Family storytelling is one tradition of Christmas that continues on into modern times. From the story that led to "Twas the Night Before Christmas" to the tales told in your home when you were a child, the season is ripe with stories to pick at your leisure. There's also one you probably haven't heard of: the age old Christmas legend of the Christmas Robin. The robin is a traditional symbol of Christmas in England, but his legend goes even deeper than that.
Learn the full tale of the Christmas Robin. Share this story with your family. On the night of the first noel, a robin bird faced the bitter cold so that the Christ child could rest. The robin flapped his wings really hard while staying very close to the fire in order to keep the fire going so the child could stay warm. In trying to light a dimming fire, the red on the robin's breast was said to be made permanent that night as a symbol of beauty and honor for such a noble deed. Louise Betts Egan wrote about some of this in "A Christmas Stocking."
Have your child draw pictures of the Christmas Robin. You can hang these on your fridge for a Christmas decorated refrigerator. You can even stash these in with your Christmas cards, alongside a written tale of the legendary bird.

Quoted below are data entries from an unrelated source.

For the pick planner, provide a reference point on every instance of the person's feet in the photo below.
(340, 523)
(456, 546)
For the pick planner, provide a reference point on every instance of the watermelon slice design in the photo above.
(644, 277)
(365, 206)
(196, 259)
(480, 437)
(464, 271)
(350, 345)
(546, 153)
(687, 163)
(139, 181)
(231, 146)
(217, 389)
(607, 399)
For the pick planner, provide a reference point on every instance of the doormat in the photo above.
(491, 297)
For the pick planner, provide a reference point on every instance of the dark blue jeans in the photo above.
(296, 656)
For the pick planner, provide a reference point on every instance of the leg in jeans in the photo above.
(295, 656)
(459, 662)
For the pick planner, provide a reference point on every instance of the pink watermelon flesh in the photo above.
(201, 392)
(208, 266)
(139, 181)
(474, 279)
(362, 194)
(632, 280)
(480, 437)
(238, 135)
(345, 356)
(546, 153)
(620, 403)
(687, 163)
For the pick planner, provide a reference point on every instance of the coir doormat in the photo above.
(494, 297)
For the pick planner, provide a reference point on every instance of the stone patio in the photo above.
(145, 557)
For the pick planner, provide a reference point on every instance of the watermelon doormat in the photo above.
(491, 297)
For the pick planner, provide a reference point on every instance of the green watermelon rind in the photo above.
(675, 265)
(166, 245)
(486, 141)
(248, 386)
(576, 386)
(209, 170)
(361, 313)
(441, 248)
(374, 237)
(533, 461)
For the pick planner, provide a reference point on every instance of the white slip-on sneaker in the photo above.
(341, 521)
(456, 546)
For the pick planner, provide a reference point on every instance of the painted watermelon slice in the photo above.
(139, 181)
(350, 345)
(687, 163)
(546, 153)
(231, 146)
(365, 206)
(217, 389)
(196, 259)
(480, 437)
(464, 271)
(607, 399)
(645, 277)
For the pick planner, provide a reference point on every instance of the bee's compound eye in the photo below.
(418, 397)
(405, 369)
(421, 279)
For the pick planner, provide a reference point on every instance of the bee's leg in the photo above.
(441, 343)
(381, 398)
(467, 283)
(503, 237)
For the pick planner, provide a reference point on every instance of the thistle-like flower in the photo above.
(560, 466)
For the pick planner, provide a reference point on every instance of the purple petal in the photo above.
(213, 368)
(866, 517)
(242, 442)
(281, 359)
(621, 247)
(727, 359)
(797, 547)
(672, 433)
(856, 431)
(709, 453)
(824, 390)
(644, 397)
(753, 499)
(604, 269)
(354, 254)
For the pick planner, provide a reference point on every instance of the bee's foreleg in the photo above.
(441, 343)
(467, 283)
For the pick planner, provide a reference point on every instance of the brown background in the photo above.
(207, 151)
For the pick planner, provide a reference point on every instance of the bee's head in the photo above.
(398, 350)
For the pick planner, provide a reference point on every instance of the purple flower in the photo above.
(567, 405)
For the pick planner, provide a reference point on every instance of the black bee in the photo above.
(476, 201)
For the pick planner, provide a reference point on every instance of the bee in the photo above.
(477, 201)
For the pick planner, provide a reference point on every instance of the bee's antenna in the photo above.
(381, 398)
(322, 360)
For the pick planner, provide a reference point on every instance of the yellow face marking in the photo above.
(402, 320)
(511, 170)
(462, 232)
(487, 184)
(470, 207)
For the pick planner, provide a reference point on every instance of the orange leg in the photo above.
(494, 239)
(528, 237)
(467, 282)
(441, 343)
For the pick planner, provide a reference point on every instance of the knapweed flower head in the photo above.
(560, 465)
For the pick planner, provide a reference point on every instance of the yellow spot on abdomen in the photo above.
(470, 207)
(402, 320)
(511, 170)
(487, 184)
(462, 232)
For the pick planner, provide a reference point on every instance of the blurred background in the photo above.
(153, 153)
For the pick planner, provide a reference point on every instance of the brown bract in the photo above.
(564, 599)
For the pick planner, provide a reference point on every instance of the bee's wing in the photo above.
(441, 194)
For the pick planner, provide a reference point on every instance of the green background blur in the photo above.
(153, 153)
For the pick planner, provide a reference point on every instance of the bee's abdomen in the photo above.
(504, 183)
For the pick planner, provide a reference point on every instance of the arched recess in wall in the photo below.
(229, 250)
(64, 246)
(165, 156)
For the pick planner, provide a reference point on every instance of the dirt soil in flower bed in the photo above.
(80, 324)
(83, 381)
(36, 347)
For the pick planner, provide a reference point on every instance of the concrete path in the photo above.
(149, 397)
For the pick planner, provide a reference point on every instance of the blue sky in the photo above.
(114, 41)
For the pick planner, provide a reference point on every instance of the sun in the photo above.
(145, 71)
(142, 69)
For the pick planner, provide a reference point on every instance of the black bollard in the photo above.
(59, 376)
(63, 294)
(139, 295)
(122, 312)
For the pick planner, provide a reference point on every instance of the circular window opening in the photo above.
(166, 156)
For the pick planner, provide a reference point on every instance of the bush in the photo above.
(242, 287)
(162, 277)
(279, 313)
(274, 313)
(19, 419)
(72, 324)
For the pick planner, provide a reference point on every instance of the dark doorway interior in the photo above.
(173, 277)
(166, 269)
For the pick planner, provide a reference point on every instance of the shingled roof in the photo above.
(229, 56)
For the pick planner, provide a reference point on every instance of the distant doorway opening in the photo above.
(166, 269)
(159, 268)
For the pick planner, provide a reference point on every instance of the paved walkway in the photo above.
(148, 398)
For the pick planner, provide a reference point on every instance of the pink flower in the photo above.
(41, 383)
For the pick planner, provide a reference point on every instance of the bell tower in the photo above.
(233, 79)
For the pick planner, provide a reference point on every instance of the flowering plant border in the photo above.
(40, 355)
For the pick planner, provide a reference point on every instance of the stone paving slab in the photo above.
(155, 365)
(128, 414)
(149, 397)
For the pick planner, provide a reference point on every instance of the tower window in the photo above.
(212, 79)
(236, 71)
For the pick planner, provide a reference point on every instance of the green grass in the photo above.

Talk about the moral of the tale. The story, in order to be fully grasped, should be discussed at length. A child may have trouble comprehending the full kindness of the bird, but, after a discussion, it will make more sense. Compare the robin's actions to things you have done in your own life to help others. Explain how good doing such things felt to you. Bringing this discussion up every Christmas season will help invoke the spirit of Christmas.
Ask your child what he could do around the season to help others like the robin helped Jesus. Your child's imagination--and generous spirit--will likely kick into high gear. Listen to his ideas. If none of them seem practical, suggest a few of your own. He will pick up on the ideas you have. Some things you could do to celebrate the robin's spirit of kindness is to pick out a toy for a needy child. Almost all malls and area non-profits host trees for children whose parents or caregivers cannot afford presents. You could suggest that your whole family volunteer at a kitchen to feed the homeless and hungry. You could also explain how your child could give an extra portion of his allowance in a tithe or donation to a local organization that stands for a good cause.
Place a figurine of a robin upon or beside your fireplace. This calls upon the legend itself, and it's a reminder to be thankful of the heat and warmth that your family is blessed with.
Place robin-themed Christmas ornaments on your tree. It will make you smile and recall the legend every time you pass by your decorative tree.